# Wohlwill Electrolytic Process



## Dan72ccx (May 27, 2011)

Wohlwill Electrolytic Process
An old and well-established process, the Wohlwill method is widely used in major gold refineries, often in conjunction with the Miller process. (For typical jeweler's scraps and wastes, a preliminary refining step, such as the Miller or inquartation process, is required.) An electrolytic refining technique, it entails the electrolytic dissolution of an impure gold anode in a hydrochloric acid-based electrolyte. The process results in a deposition of 99.99 percent pure gold at the cathode. The silver and insoluble PGMs (along with a little gold) fall out as anode slimes, with the silver precipitated out as silver chloride, and all are recovered later. Any base metals, platinum, and palladium remain in solution, and can be treated later to recover the PGMs.

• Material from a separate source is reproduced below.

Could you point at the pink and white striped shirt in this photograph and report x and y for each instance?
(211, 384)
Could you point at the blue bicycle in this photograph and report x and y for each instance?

Gold of a purity of at least 98.5 percent is normally required for the anode, as too much silver will result in silver chloride building up on the anode surface and preventing dissolution of the gold. Typically, the input material for the anode is the gold from the Miller process, described previously.

Because it is time consuming-typically 24 hours or more-and suffers from the lock-up of gold inventory in the electrodes and electrolyte, the Wohlwill process is not suitable for small-scale refining.


----------